You say I'm withdrawn in person. Why so reserved, when I seem so alive and full of wit in writing? You see, when I write, I'm without my body. There's a distance that is enough to separate in your mind what I write from my actual embodiment, i.e. your idea of me. Whereas in person, I'm forced into this body. I have to behave, meet expectations, fit the picture, and not only because of the (not so) tiny fact that I'm a woman, oh no. When we meet, you put everything what I say or do against a background of what you think of me, against the things I've said or done before. You might not hear what I say, or if you do, it might struck you as so shocking that you cry out "But this isn't like you."

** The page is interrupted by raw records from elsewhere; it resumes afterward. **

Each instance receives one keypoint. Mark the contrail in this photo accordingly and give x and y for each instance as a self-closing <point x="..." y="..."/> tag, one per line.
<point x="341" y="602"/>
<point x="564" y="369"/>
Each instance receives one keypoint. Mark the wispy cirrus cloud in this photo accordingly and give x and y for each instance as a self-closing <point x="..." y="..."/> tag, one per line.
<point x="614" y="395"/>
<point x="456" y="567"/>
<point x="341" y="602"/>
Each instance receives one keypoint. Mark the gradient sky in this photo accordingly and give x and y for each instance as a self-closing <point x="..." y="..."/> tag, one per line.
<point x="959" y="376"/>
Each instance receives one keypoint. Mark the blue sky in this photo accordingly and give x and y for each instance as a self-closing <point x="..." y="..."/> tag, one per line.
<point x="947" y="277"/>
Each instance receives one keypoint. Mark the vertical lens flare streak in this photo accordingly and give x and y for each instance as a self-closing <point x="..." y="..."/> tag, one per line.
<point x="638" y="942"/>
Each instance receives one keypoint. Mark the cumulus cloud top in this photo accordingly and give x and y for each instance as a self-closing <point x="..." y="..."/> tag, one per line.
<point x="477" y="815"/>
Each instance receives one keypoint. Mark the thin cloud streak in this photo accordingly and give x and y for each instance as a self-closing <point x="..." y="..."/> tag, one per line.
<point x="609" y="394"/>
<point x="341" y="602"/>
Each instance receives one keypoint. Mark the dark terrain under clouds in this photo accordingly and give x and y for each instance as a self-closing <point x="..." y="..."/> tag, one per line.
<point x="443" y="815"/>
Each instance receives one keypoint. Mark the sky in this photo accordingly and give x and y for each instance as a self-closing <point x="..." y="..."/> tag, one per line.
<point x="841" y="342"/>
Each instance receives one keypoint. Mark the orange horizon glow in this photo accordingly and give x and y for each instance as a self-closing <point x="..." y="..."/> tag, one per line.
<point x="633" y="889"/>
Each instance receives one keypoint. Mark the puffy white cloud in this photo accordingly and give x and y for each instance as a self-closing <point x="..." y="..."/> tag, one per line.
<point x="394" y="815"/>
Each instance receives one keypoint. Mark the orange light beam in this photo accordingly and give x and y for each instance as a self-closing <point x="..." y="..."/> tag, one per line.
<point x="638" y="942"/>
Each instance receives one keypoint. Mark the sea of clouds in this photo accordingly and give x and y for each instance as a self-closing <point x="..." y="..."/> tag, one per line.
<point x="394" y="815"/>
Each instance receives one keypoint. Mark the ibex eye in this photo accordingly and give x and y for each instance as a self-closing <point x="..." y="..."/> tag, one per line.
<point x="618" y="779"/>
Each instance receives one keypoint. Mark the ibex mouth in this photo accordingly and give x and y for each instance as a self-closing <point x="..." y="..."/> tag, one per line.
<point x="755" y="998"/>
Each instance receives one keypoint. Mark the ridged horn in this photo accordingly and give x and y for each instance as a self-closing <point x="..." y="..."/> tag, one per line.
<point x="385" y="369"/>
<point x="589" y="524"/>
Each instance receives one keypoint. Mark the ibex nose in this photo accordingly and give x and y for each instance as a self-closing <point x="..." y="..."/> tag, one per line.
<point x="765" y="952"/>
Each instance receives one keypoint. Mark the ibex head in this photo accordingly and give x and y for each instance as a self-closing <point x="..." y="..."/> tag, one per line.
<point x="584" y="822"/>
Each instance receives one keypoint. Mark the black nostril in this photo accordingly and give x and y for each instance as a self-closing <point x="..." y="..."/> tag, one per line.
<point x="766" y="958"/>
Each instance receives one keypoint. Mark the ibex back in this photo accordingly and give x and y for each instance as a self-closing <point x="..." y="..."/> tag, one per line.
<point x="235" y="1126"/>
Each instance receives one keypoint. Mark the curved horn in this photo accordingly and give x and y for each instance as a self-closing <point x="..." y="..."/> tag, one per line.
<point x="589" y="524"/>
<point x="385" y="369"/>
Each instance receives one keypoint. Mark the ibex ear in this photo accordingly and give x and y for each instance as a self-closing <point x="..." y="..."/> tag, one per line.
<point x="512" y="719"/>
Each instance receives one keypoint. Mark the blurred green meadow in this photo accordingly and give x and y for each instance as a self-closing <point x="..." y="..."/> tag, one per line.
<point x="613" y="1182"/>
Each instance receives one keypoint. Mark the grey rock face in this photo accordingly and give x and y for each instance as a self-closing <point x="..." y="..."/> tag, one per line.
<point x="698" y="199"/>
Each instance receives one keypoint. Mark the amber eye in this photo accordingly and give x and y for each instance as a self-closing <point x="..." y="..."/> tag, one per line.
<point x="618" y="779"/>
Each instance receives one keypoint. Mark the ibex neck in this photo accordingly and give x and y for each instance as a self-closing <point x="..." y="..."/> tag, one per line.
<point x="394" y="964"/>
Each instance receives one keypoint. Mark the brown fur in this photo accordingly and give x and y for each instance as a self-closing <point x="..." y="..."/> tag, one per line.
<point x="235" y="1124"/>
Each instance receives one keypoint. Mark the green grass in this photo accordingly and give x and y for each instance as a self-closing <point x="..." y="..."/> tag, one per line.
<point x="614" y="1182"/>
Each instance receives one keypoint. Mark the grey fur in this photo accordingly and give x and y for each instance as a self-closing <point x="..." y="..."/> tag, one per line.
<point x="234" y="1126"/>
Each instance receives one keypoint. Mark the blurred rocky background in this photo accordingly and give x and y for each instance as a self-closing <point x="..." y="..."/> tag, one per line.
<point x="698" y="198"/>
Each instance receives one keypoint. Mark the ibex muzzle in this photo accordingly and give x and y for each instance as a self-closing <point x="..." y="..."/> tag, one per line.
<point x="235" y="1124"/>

In person, I'm a woman brought up in the '90s, a woman of 1.6 metres, a woman behind spectacles, a white middle class woman with a university degree, a teacher of English, and so on. This entails that I have to act like any one or all of these, which means I might have to hide and protect my real self.
I'll never be the sum of your experiences about me, nor the sum of the experiences of all the people who have ever met me. In fact, the more people you ask the less you'll know of me. Thus, you'll never know me as such.
Even for the couple of hours you think you possess, control, or know me, it is but the surface you can touch. The part of me that remains with you after we've met is no more lasting than the film of lipstick I leave on your face. You can wipe it off on the way home. And even if you don't, even if you don't wish to, it starts fading sooner than you'd think.
Writing is my freedom, so do not meet me to get to know me.
P.S. Remember Diane Keaton singing in First Wives' Club?